Selection Strategy | MSM | ||
---|---|---|---|
FID | 75.1297 | 74.9462 | 72.3522 |
2 Discussion about Module Selection Module (MSM)
Our TC-GAN contains two completely symmetric mapping networks from the shadow domain to non-shadow domain. In theory, the two mapping networks should perform almost identically on the shadow removal task, but for each specific sample, the output of two different networks may differ slightly. Therefore, in the testing phrase, we need to choose one of the output shadow-free images from the two mapping networks as the final shadow-free target of TC-GAN, which is the role of the model selection module (MSM). In fact, different purposes usually correspond to different model selection strategies. For example, for a hardware and time sensitive application, the output of one of the mapping network can be fixed directly as the final output, and the other mapping network can be discarded, which can reduce the number of parameters and inferring time by half. In this work, we propose a simple and reasonable model selection strategy. We add a shadow/non-shadow binary classifier that is pre-trained with the shadow removal dataset to the model selection module, and the output scalar of the classifier represents the probability that the input shadow-free image is a real non-shadow image. The network structure of the model selection classifier is the same as that of the discriminator, which makes it have enough classification ability. The classifier is trained in advance, and finally reached the correct rate of 90% on the testing dataset. Therefore, during the testing phrase, for each sample, we choose the output of two mapping networks with a higher probability of real non-shadow on the model selection classifier as the final output of TC-GAN. In the experiments, we found that the performance of using model selection module improve slightly compared to the performance of directly fixing one of the mapping networks. Specifically, taking the FID evaluation metric in the USR unpaired dataset as an example, as shown in Table 1 the optimal FID scores of the two mapping networks are 75.1297 and 74.9462 respectively, while the score of the use of model selection module is 72.3522, whose performance is improved by 3.46 %.

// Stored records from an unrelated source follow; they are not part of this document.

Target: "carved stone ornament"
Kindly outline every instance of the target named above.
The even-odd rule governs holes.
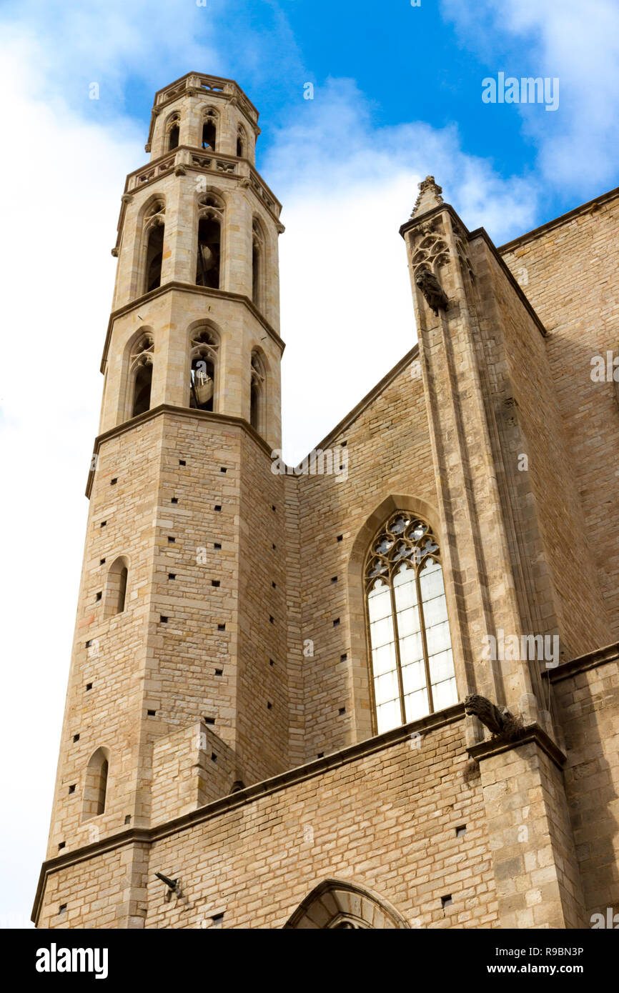
[[[435,207],[439,207],[443,203],[443,198],[441,194],[443,192],[442,187],[439,187],[437,183],[434,182],[433,176],[426,176],[421,183],[418,184],[419,195],[415,201],[415,206],[412,209],[411,217],[417,217],[420,213],[425,213],[426,211],[431,211]]]
[[[497,707],[496,703],[477,693],[466,697],[464,713],[477,717],[495,737],[518,738],[524,730],[521,717],[514,717],[507,707]]]
[[[425,297],[428,307],[435,314],[438,314],[439,310],[447,310],[449,300],[433,272],[430,272],[429,269],[421,269],[415,276],[415,284]]]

3 More Examples of Visual Comparisons
In Figure 2, we provide more examples of visual comparisons on the USR dataset. It can be seen from the figure that our TC-GAN can achieve better performance than other unsupervised image-to-image translation and unpaired shadow removal approaches, both in terms of the effect of shadow removal and pixel retention in non-shadow regions. However, due to the lack of supervision between the shadow image and the corresponding non-shadow label, TC-GAN may fail to remove shadows from the shadow image with some complex scenes. Three typical scenarios are shown in Figure 3. TC-GAN may restore the shadow to the wrong color when the shadow area covers a variety of backgrounds and large color difference. As shown in the first row of Figure 3, TC-GAN restore the shadow region to green mistakenly because it mistaken the background of the shadow region for a lawn. When the shadows in the image are very similar to the object in the non-shadow area, TC-GAN may change the non-shadow region, as shown in the second row of Figure 3. In addition, when there are objects in the non-shadow region of the shadow image that are darker than the shadows, TC-GAN is likely to remove them simultaneously. As shown in the last row of Figure 3, TC-GAN treats the manhole cover as an image shadow mistakenly and tries to remove it. In general, we find that when dealing with these complex scenes, other methods are either unable to remove the shadow of the image or suffer from the same problem as our TC-GAN, which is also the direction of the unsupervised shadow removal methods to be optimized in the next step.